The pathophysiological mechanisms of the post-acute sequelae of COVID-19 (PASC) remain unclear. Sex differences not only exist in the disease severity of acute SARS-CoV-2 infection but also in the risk of suffering from PASC. Women have a higher risk of suffering from PASC and a longer time to resolution than men. To explore the possible immune mechanisms of PASC among non-elderly females, we mined single-cell transcriptome data from peripheral blood samples of non-elderly female patients with PASC and acute SARS-CoV-2 infection, together with age- and gender-matched non-PASC and healthy controls available from the Gene Expression Omnibus database.
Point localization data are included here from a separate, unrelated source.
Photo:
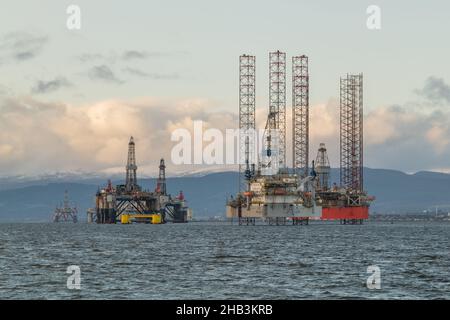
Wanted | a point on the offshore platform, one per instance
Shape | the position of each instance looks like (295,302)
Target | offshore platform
(276,194)
(65,212)
(130,203)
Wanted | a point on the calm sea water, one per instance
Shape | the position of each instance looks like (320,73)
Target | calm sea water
(223,261)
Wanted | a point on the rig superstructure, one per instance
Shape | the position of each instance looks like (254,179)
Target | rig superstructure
(129,202)
(271,191)
(66,212)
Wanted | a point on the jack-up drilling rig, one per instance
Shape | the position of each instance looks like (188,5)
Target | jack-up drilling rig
(274,193)
(129,202)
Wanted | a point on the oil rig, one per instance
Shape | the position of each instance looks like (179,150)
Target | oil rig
(276,194)
(130,203)
(65,212)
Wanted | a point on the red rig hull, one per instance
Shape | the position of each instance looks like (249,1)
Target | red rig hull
(345,213)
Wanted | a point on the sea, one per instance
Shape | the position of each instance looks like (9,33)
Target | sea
(199,260)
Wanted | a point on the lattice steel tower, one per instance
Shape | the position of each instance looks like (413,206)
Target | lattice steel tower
(161,183)
(300,115)
(323,168)
(247,120)
(277,101)
(131,181)
(351,132)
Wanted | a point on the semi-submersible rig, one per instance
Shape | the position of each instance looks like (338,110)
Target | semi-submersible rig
(268,189)
(130,203)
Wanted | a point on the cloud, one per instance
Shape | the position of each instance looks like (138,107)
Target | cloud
(154,76)
(104,73)
(89,57)
(38,136)
(435,90)
(133,54)
(94,137)
(50,86)
(21,46)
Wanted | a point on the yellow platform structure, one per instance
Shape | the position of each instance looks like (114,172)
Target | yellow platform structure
(153,218)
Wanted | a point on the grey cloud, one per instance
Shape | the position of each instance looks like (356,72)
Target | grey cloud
(435,90)
(154,76)
(104,73)
(21,46)
(50,86)
(133,54)
(88,57)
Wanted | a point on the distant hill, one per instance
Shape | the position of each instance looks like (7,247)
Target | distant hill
(395,192)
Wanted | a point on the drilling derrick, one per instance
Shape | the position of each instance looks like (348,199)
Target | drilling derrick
(351,133)
(131,181)
(322,169)
(247,122)
(277,102)
(65,213)
(300,115)
(161,184)
(130,203)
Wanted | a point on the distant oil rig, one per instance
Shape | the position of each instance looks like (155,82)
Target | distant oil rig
(271,192)
(130,203)
(65,212)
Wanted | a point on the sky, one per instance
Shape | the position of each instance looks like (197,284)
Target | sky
(70,99)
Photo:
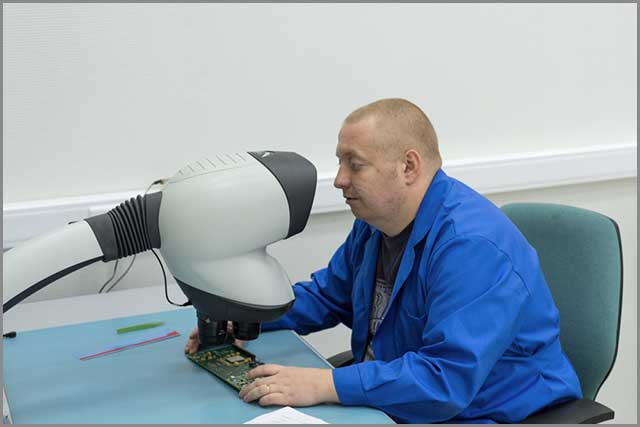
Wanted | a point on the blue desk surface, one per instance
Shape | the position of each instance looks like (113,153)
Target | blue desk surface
(46,383)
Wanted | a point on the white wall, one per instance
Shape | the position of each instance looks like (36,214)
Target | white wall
(104,98)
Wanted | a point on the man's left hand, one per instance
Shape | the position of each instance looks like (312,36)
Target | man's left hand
(289,386)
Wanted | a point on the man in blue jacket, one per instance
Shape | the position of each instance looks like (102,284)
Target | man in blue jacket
(450,313)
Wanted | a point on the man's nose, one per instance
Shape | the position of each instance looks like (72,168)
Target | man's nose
(342,180)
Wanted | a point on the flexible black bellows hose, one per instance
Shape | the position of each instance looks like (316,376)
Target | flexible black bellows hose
(129,228)
(129,224)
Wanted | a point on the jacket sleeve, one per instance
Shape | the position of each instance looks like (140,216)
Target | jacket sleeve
(325,300)
(473,312)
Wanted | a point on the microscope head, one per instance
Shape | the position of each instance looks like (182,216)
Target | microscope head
(215,220)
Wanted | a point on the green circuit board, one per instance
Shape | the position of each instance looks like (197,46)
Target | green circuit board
(228,362)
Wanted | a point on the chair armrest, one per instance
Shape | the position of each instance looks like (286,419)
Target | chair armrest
(341,359)
(583,411)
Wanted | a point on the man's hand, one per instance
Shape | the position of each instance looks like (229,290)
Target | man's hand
(289,386)
(192,343)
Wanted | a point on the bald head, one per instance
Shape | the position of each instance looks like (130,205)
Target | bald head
(399,125)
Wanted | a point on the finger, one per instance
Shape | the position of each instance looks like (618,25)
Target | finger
(253,384)
(263,371)
(259,392)
(273,399)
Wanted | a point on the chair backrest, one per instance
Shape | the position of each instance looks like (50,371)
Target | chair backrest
(581,258)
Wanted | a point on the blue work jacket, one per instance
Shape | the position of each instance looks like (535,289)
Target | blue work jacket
(471,332)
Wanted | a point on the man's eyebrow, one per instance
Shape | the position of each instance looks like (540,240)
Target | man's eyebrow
(349,153)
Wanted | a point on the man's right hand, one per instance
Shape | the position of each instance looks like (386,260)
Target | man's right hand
(193,342)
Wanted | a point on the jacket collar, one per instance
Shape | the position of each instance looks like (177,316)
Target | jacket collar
(428,210)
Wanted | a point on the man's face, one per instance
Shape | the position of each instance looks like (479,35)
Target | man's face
(370,179)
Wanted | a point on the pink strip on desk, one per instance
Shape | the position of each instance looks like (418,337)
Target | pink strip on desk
(171,334)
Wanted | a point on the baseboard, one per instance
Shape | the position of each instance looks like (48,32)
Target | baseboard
(23,220)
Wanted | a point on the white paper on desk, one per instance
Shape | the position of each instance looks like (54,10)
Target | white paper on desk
(286,415)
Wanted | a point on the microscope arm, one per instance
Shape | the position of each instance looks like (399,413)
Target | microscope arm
(35,264)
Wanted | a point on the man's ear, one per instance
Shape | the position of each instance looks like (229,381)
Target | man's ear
(412,166)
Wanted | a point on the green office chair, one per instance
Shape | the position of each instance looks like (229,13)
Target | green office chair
(581,257)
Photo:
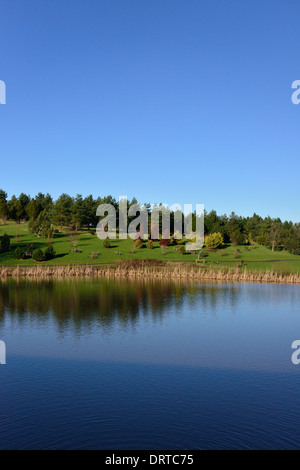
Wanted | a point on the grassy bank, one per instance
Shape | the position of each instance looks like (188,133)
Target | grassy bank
(258,258)
(149,269)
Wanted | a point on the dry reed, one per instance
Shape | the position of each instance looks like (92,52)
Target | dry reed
(150,269)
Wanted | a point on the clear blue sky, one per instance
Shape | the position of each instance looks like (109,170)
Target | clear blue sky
(166,100)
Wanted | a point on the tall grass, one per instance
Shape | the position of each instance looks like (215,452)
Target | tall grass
(151,269)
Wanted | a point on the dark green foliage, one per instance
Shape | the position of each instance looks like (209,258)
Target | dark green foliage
(182,249)
(38,255)
(19,253)
(237,237)
(41,225)
(138,243)
(106,243)
(49,253)
(149,245)
(5,243)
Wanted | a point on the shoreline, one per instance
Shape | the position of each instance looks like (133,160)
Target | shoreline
(146,270)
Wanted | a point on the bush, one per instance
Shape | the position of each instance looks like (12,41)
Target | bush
(182,249)
(19,253)
(106,243)
(5,243)
(138,243)
(38,255)
(49,253)
(214,240)
(149,245)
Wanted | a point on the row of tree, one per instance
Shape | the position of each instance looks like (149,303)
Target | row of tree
(42,212)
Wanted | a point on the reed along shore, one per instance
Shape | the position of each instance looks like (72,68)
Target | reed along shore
(148,269)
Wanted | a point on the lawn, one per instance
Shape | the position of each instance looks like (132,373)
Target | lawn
(257,257)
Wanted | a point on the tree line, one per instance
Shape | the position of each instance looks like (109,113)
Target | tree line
(43,212)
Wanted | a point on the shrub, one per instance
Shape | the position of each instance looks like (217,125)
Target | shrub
(49,253)
(182,249)
(214,240)
(5,243)
(164,249)
(19,253)
(38,255)
(237,238)
(106,243)
(149,245)
(138,243)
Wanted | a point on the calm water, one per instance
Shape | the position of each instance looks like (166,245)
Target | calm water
(149,365)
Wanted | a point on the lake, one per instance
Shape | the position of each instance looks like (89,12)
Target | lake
(102,364)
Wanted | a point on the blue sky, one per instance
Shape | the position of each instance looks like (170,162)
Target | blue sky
(168,101)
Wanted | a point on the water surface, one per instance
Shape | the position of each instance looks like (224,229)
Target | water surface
(101,364)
By comparing the differences, we found that a CD14 monocyte subset characterized by higher expression of signal transducers and activators of transcription 2 (STAT2) (CD14STAT2) was notably increased in the PASC patients compared with the non-PASC individuals. The transcriptional factor (TF) activity analysis revealed that STAT2 and IRF9 were the key TFs determining the function of CD14STAT2 monocytes. STAT2 and IRF9 are TFs exclusively involving type I and III interferon (IFN) signaling pathways, resulting in uncontrolled IFN-I signaling activation and type I interferonopathy. Furthermore, increased expression of common interferon-stimulated genes (ISGs) has also been identified in most monocyte subsets among the non-elderly female PASC patients, including IFI6, IFITM3, IFI44L, IFI44, EPSTI1, ISG15, and MX1. This study reveals a featured CD14STAT2 monocyte associated with uncontrolled IFN-I signaling activation, which is indicative of a possible type I interferonopathy in the non-elderly female patients with PASC.